Advocates of alternative forms of nuclear
power say that the meltdowns at Japan’s Fukushima nuclear power station
last year underscore the need to move away from conventional designs and
onto other nuclear technologies.
The researcher, Takashi Kamei, told a thorium
conference in Chicago last week that Chubu Electric Power Co. has
launched a research program aimed at improving the safety of nuclear
power plants, and that, “This research center includes the use of thorium as a future fuel.”
Speaking at the Thorium Energy Alliance Conference, Kamei
showed a May 31 video news clip from Japanese television that,
according to his translation, cited the thorium program at Chubu.
Chubu has 3 conventional reactors at its Hamaoka
nuclear power station that have a combined capacity of 3.6 gigawatts (it
also has another two reactors there undergoing decommissioning).

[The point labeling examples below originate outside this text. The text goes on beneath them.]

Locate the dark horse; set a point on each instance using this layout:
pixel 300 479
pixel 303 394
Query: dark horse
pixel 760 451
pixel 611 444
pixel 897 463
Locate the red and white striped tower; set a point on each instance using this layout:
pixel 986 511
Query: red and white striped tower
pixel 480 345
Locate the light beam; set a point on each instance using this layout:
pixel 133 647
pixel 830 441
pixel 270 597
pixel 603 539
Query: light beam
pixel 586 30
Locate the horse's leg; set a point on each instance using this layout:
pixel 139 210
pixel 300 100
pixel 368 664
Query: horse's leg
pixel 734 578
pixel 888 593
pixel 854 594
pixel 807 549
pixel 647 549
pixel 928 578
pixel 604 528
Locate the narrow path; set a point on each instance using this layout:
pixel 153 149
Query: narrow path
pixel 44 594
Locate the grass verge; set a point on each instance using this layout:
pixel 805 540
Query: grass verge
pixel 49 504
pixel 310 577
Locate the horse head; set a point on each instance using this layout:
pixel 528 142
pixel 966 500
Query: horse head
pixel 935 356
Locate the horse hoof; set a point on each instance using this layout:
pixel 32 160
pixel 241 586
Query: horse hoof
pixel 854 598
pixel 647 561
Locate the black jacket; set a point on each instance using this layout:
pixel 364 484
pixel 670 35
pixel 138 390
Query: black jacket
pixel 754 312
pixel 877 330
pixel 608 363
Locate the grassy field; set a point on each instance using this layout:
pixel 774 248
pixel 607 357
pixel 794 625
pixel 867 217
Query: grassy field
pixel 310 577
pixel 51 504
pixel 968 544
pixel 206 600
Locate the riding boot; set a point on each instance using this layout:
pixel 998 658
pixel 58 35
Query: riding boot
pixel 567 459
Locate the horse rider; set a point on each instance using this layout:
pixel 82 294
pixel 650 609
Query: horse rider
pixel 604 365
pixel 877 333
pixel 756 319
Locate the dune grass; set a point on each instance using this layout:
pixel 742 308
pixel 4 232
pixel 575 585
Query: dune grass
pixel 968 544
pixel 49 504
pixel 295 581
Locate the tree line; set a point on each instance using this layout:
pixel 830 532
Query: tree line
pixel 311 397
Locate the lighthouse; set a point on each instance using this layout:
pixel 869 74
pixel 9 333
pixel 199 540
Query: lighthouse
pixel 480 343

The plant is currently shut down – as are all of
Japan’s nuclear reactors following Fukushima. Chubu serves about 16
million people in central Japan. Nuclear, when operating, represents 15
percent of its power portfolio. The company says on its website
that it is currently spending $1.2 billion on earthquake and tsunami
protection measures for its existing reactors, set for completion by the
end of this year.
Kamei said the utility is also specifically looking into an
alternative reactor design that would use liquid thorium fuel in a
reactor cooled by molten salt – a radically different approach from the
solid uranium, water cooled reactors such as the ones that melted down
at Fukushima.
Proponents of liquid thorium reactors say that the design eliminates
the proliferation threat from nuclear waste (some critics dispute that
claim), and that compared to uranium reactors, it leaves benign waste
that has a short lifetime.
Some supporters like Flibe Energy in Huntsville, Ala.,
say that liquid thorium also runs far more efficiently than solid fuels
– uranium or thorium – and that the liquid approach includes a failsafe
plug that allows reactive material to drain into a holding tank in the
event of an emergency.
Flibe wants to build a liquid thorium reactor
based on 1960s designs from Oak Ridge National Laboratory, when thorium
was part of the developing mix of U.S. nuclear power technologies.
Under President Nixon, the country settled on uranium over thorium in
part because uranium yielded weapons-oriented waste that was useful
during the Cold War arms build-up.
Other thorium reactor developers include Ottawa Valley Research, Ottawa, and San Francisco-based Thorenco. China is also developing thorium reactors, as is India.